Docs are concise: https://janet-lang.org/docs/index.html

Full API is here: https://janet-lang.org/api/index.html

[edit] I fully agree that "getting started" on Clojure is easier than used to be. Anyway I still think there is room for improvement.


You're 2 clicks away from having a fully-featured clojure environment + an interactive clojure tutorial, thanks to Calva (vscode clojure plugin) running in the browser:

- click here[0]

- click on SSO provider

More information here[1]. Of course, it'd be better to just use the Calva plugin with VSCode. That's a bit more than 2 clicks, maybe about 5.

On another hand, I don't mean to say that it's easy to start programming on Clojure, merely that it's now easy to try it out. There's a steeper learning curve than python or JavaScript, specially on the tooling side.

[0] https://gitpod.io/#https://github.com/PEZ/get-started-with-c...

[1] https://calva.io/get-started-with-clojure/


> It's also not dogmatic. You can use mutable and immutable versions of the same data structure.

However from their description and the complexity promises it looks like the immutable collections are literally just the mutable ones without mutation ability (similar to Java's immutable* wrappers) which greatly limits their effective usefulness.

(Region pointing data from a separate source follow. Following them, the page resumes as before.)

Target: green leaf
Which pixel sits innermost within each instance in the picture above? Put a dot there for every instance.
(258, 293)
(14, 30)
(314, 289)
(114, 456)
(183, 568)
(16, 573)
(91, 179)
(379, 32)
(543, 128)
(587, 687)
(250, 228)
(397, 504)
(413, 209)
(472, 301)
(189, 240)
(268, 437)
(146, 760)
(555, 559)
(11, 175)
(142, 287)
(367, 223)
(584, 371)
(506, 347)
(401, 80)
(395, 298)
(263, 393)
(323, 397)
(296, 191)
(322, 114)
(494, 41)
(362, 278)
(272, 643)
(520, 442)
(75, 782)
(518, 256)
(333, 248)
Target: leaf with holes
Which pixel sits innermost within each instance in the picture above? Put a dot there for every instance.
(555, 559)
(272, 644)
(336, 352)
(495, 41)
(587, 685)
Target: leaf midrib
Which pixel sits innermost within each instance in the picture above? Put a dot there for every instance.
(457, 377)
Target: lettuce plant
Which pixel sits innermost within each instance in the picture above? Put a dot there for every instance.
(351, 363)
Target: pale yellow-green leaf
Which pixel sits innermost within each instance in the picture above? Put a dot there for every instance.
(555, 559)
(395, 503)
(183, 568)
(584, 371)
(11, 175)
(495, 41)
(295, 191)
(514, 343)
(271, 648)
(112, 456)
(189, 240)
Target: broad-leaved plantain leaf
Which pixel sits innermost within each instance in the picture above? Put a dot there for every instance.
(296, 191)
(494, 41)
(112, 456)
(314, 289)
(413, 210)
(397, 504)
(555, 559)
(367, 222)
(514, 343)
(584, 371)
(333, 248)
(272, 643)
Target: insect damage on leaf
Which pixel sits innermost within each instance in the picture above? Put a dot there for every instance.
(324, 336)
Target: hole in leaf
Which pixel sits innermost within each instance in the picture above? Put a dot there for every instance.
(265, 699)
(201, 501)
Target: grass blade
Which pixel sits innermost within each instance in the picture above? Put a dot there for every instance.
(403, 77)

> Full API is here: https://janet-lang.org/api/index.html

Sadly even worse than clojure's which is already not great.


> Sadly even worse than clojure's which is already not great.

I thought Clojure's immutable collections were generally considered good. What else would you consider "great"?

Edit: or was that a complaint about the quality of the documentation, not the quality of the immutable collections?


> Edit: or was that a complaint about the quality of the documentation, not the quality of the immutable collections?

Yes, sorry if that wasn't clear.


I think the HAMTs are pretty darn solid.

I think, however, that scala raised the bar with RRB trees over the trie-based immutable vectors. And using java strings is pretty sad...


> which greatly limits their effective usefulness.

Interesting

Why?

And what’s the alternative implementation?


Persistent collections with structural sharing (b-trees, HAMT, RRB-vectors, …).

I can absolutely understand not using them if the implementation is intended to be simple or the systems it's running on is resource limited, but simply removing the mutation bits of mutable collections is quite limiting as it incurs large overhead when actually working with them (you have to copy the entire thing every time you want to update anything).

Unless the collections are always kept quite small: modern architectures are very good at dense arrays, so modern immutable data structures are trees of small-ish arrays (usually a small number of dozens, IIRC Clojure uses 32-wide nodes).


I learned a lot. Thank you


Racket is also just 1 download away and even comes with an IDE.


It is little weird, but it's also really fun to work with, if you're doing things that don't need to ship yesterday.

Working with Janet has deepened my knowledge of the Win32 APIs, for example, because it makes writing small bits of C for interacting with them about as easy as that can be.

I also like how it makes data structures and functions look the same in terms of access, and how it handles nil.


I guess it's easy to parse, and excellent for macros!